Right when Corbyn came onto the scene, the organisation scrambled to reorient itself. It now had to do two things simultaneously – maintain the student work, which was still the main emphasis, whilst also trying to do more in the Labour Party. This was the case when I joined the organisation.

Going nowhere

Upon my departure in 2020, we had about 400 members. A full-timer told me shortly before my departure that we hoped to double the organisation in a year. This patently has not happened. Recently, a member of the organisation boasted on this blog that they now have 600 members. This is supposed to be a great achievement, despite thirty years of activity, in which seismic events like 9/11, the wars in the Middle East and the 2008 financial meltdown have utterly failed to shake the working-class out of their stupor. When I was in the organisation, we were always told that sharp shifts were on the horizon, that consciousness took time to catch up to events etc. Yet it is unclear how thirty years of war, economic crisis and neoliberal malaise can have failed so spectacularly to bring about the revolution long-desired by my ex-comrades. How much longer do we have to wait? Can we not judge Trotskyism a failure after eighty years of non-achievement? Imagine if someone said to a Trot, ‘Eight years in Iraq is too soon to judge the war a failure – we need to go back in and wait it out a little longer.’ Or, ‘You are too pessimistic. Capitalism has only lasted a few hundred years. We need to be patient and give the bourgeoisie more time to iron out the problems with their system.’

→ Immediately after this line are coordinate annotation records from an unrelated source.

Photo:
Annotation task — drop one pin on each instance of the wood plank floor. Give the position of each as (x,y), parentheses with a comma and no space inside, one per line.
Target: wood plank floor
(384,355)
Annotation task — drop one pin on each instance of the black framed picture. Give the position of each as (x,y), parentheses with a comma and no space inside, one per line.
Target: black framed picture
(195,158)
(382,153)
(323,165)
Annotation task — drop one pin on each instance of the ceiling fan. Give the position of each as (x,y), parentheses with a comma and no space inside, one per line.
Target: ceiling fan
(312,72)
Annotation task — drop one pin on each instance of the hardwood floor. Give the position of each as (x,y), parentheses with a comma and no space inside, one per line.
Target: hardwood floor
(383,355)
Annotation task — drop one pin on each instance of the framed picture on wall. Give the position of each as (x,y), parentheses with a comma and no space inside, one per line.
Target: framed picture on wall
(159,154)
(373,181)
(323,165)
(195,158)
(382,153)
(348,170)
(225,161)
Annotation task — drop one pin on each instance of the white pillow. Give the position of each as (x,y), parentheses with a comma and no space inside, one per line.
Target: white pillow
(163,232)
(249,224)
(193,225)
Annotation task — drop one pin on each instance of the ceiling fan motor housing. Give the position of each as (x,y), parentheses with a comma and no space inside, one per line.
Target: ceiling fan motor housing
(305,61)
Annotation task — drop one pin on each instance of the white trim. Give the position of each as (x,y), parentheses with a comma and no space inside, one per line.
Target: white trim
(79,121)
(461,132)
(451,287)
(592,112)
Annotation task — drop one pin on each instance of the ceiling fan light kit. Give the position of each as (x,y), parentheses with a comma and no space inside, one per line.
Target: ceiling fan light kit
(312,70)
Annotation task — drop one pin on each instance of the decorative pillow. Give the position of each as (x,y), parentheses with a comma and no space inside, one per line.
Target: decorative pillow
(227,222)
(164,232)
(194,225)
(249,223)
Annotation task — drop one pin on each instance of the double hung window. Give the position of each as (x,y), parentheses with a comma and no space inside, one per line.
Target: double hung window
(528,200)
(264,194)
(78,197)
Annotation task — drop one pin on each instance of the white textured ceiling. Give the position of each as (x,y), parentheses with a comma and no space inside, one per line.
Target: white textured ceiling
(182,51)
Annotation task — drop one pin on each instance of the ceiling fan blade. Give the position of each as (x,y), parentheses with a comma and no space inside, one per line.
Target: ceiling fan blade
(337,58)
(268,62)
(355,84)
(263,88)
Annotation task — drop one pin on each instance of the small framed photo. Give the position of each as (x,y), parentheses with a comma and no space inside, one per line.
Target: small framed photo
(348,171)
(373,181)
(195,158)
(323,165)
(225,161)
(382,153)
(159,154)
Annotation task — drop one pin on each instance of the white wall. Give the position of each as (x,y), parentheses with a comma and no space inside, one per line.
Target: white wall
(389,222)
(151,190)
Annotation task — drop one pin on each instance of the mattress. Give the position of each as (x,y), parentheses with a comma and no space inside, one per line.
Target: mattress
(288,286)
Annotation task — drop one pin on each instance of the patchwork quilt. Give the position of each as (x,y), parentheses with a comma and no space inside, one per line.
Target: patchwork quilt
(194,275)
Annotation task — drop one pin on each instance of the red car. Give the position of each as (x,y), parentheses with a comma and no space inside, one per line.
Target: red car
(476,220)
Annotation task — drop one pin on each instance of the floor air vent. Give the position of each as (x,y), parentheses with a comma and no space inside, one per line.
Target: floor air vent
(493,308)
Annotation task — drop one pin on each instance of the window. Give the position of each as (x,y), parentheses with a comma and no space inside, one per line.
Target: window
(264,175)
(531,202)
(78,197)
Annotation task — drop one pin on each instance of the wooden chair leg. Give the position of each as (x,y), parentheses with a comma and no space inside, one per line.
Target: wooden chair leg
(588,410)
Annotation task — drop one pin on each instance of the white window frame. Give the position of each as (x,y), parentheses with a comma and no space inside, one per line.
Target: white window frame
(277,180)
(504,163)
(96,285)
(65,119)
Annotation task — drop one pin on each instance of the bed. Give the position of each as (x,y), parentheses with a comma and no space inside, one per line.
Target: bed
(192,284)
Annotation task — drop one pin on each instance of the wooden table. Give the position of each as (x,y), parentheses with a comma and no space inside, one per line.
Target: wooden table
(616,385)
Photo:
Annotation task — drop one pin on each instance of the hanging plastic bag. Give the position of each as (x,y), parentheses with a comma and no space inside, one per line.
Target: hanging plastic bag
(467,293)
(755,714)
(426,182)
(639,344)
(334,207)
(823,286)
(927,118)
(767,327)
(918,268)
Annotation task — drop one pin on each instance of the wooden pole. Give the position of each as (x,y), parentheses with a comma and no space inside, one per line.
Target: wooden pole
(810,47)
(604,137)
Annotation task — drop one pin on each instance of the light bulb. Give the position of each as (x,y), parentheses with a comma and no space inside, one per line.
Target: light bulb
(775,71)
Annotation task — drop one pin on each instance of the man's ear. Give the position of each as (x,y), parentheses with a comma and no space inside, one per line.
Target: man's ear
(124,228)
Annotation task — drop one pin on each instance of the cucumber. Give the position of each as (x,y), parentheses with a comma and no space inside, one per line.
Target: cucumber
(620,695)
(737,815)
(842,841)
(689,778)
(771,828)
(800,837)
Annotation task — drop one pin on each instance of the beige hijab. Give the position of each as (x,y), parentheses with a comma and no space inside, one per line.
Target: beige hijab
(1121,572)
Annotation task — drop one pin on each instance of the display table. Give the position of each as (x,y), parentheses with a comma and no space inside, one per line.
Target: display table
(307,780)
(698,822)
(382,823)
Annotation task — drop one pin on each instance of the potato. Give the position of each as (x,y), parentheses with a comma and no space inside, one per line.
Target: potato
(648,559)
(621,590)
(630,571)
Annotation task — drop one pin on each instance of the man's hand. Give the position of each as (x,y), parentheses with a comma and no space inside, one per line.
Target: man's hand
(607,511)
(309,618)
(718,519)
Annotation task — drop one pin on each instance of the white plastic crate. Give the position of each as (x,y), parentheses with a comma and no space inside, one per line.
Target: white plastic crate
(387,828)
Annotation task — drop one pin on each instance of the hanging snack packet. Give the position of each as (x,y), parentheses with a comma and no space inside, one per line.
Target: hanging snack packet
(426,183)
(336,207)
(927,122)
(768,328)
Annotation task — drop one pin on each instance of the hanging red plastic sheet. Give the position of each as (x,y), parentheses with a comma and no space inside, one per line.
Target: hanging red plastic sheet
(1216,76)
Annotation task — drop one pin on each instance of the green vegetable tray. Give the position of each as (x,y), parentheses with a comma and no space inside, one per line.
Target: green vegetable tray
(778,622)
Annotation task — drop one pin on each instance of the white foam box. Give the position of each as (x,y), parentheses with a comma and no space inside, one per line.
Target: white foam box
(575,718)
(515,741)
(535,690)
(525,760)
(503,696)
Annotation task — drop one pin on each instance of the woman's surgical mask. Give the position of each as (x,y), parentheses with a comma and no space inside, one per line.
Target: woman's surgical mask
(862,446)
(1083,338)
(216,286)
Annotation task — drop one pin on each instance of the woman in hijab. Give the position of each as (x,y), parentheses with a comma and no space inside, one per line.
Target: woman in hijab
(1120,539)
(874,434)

The Corbyn movement has come and gone. If ever Socialist Appeal had an opportunity to make a wave, that was it, and it has now been crushed. The terminal decline of the far-left in Britain, Socialist Appeal among them, continues. For the organisation to be in the same position as the Bolsheviks were prior to seizing power in 1917, they require a membership of at least 65,000 in Britain alone. The day this happens is the day pigs fly. Naturally, I do not expect to hear of the seizure of power by Comrade Woods and his goons any time soon.